China XLX Fertiliser Ltd. (01866.HK) reported a 51.7% surge in first-quarter net profit attributable to owners, fueled by higher sales volumes and prices for its core products amid a favorable operating environment.
"Underpinned by the peak planting season, domestic urea prices are expected to remain firm and stable in general," Mr. Liu Xingxu, Chairman of China XLX, said in a statement regarding the second-quarter outlook. "However, due to ample supply and other factors, there is limited room for further price increases."
For the quarter ended March 31, the fertiliser producer's net profit climbed to RMB 300 million, or RMB 24.1 cents per share. The company's press release did not include consensus estimates for comparison.

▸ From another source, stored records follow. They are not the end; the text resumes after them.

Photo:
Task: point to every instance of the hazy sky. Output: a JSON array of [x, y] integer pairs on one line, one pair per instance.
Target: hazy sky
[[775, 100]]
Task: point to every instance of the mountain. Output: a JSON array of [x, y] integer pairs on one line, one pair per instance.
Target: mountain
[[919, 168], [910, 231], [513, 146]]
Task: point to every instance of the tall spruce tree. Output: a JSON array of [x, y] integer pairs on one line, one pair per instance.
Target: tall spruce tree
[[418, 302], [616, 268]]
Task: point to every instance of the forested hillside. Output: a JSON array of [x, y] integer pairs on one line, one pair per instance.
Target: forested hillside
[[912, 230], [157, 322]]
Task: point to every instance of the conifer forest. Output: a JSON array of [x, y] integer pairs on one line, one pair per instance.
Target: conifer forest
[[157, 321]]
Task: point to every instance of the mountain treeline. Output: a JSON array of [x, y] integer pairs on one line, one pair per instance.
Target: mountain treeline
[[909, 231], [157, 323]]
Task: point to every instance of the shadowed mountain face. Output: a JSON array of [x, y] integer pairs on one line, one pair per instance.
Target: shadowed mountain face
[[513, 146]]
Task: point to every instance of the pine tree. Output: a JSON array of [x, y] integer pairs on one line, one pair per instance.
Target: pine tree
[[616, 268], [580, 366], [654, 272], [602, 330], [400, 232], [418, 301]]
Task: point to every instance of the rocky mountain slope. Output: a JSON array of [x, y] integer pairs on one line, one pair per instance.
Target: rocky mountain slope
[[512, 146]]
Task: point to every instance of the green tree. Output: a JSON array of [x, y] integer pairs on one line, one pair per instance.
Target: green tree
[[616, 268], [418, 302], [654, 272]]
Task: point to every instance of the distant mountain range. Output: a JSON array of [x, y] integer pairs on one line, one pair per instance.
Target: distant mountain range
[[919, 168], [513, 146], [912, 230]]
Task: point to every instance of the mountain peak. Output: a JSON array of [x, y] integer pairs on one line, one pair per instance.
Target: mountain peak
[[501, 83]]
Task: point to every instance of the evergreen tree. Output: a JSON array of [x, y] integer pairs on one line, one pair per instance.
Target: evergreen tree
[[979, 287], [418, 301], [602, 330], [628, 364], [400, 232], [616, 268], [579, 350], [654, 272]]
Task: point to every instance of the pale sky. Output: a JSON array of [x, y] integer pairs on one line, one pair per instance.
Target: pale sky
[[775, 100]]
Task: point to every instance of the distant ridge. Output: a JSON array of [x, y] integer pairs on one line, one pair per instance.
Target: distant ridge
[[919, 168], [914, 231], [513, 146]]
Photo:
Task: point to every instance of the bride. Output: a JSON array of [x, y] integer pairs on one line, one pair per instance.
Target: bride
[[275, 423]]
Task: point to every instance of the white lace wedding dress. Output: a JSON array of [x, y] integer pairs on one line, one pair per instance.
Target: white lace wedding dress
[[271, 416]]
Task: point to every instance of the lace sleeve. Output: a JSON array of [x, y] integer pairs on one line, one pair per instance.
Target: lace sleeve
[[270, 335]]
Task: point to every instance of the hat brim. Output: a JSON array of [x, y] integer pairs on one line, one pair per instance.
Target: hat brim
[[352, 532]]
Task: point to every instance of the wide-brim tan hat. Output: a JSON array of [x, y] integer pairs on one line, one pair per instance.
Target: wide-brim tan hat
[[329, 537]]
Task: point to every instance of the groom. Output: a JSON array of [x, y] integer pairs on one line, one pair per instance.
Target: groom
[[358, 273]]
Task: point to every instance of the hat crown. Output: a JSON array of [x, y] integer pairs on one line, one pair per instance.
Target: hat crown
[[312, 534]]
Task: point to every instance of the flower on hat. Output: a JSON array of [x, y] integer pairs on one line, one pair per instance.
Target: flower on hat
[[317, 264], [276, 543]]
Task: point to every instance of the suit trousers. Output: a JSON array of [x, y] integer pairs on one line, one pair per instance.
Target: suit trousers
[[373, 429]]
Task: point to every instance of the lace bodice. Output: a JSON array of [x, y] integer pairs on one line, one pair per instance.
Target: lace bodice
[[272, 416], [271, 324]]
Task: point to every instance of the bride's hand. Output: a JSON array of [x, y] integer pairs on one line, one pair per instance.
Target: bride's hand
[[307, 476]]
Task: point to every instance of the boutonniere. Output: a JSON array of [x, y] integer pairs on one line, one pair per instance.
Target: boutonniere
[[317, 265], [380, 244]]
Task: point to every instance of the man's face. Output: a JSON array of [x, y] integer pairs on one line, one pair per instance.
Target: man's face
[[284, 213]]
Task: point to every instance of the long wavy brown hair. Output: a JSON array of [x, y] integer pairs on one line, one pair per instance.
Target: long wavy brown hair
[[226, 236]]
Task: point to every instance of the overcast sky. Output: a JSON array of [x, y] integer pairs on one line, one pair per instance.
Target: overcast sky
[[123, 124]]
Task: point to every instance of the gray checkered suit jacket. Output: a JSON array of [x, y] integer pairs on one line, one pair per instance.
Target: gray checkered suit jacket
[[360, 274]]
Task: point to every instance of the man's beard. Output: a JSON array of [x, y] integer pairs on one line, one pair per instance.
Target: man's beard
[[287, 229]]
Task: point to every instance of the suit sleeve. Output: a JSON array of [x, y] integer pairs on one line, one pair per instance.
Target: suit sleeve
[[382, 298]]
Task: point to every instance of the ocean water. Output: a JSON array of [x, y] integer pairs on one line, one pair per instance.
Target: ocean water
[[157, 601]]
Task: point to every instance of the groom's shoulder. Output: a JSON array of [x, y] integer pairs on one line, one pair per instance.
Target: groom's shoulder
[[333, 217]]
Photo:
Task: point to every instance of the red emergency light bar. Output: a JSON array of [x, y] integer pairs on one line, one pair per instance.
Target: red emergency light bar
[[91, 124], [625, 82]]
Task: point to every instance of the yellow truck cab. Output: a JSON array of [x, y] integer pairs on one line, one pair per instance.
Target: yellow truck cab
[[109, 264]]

The strong performance was largely driven by the company's urea business, which saw revenue increase 27.6% year-over-year to approximately RMB 1.96 billion. This was the result of a 21.4% rise in sales volume and a 5.2% increase in the average selling price. The segment's gross profit margin expanded by 10 percentage points to 27%, benefiting from lower feedstock costs and economies of scale from its Jiujiang Phase II project.
Revenue from the compound fertiliser segment grew 8.7% to RMB 1.69 billion, supported by an 8.2% increase in sales volume as the company expanded its distribution network. However, the gross margin for this segment tightened by 1.9 percentage points to 12% due to higher feedstock costs.
The results signal that the company's strategy of optimizing its product mix and expanding marketing channels is delivering growth. Investors will be watching the scheduled second-quarter start of a new 700,000-tonne urea facility, which represents the next major catalyst for production growth.
This article is for informational purposes only and does not constitute investment advice.